The foregoing list of risk factors is not exhaustive, and the forward-looking statements made in this document are also subject to credit risk, market risk, liquidity and funding risk, operational risk, regulatory compliance risk, reputation risk, strategic risk, and social and environmental risk as well as certain emerging risks or risks deemed significant. Additional information about these risk factors is provided in the Risk Management section beginning on page 62 of the 2023 Annual Report and may be updated in the quarterly shareholder's reports subsequently published.
Information for Shareholders and Investors
Disclosure of Fourth Quarter 2023 Results
Conference Call
- A conference call for analysts and institutional investors will be held on Friday, December 1, 2023 at 11:00 a.m. ET.
- Access by telephone in listen-only mode: 1-800-806-5484 or 416-340-2217. The access code is 3705216#.
- A recording of the conference call can be heard until March 1, 2024 by dialing 1-800-408-3053 or 905-694-9451. The access code is 4238787#.
Webcast
- The conference call will be webcast live at nbc.ca/investorrelations.
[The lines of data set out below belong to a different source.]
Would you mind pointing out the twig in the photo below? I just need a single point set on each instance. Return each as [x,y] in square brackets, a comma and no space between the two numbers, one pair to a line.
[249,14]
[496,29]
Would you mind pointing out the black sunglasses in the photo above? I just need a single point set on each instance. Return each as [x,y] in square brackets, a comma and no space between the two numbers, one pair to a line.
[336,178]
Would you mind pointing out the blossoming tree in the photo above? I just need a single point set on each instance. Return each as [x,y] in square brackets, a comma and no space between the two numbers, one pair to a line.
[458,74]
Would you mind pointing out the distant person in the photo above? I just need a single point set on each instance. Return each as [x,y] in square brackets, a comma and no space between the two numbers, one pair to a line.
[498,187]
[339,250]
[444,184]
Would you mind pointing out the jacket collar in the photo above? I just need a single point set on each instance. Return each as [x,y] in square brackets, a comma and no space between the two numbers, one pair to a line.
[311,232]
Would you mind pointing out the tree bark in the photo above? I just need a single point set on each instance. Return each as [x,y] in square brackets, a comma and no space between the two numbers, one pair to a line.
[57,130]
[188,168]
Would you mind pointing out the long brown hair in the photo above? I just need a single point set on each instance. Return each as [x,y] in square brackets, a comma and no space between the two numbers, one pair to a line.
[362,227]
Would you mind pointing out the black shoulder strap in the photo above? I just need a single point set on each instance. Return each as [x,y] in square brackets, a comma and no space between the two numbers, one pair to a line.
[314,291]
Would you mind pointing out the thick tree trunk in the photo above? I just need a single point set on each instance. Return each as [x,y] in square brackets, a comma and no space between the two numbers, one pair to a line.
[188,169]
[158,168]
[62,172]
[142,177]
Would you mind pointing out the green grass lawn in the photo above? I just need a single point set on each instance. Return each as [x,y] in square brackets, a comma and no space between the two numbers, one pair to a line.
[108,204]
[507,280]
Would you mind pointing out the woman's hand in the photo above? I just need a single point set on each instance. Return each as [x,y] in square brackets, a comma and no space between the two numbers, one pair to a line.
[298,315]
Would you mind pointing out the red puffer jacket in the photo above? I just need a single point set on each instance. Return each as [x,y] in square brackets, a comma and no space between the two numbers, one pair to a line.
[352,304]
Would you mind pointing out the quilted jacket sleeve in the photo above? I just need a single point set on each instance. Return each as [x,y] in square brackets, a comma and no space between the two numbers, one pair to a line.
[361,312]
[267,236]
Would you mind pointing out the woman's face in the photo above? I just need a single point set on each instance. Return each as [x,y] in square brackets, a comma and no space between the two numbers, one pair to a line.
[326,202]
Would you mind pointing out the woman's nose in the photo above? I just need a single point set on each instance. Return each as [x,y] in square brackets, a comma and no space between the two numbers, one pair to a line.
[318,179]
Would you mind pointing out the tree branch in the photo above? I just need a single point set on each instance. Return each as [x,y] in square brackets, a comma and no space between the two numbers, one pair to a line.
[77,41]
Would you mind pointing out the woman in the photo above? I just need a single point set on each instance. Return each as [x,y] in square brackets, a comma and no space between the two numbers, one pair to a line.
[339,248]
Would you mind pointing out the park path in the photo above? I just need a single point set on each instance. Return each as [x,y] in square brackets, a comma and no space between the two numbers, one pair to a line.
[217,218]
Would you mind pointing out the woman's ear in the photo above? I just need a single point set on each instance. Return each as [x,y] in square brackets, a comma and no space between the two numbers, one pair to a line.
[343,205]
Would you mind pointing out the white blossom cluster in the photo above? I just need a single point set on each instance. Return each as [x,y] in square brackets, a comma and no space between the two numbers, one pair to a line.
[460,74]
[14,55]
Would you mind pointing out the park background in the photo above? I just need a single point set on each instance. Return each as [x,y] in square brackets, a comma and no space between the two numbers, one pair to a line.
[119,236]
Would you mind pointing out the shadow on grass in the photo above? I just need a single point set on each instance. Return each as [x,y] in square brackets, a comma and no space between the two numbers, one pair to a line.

- A recording of the webcast will also be available on National Bank's website after the call.
Financial Documents
- The Press Release (which includes the quarterly consolidated financial statements) is available at all times on National Bank's website at nbc.ca/investorrelations.
- The Press Release, the Supplementary Financial Information, the Supplementary Regulatory Capital and Pillar 3 Disclosure, and a slide presentation will be available on the Investor Relations page of National Bank's website on the morning of the day of the conference call.
- The 2023 Annual Report (which includes the audited annual consolidated financial statements and management's discussion and analysis) will also be available on National Bank's website.
- The Report to Shareholders for the first quarter ended January 31, 2024 will be available on February 28, 2024 (subject to approval by the Bank's Board of Directors).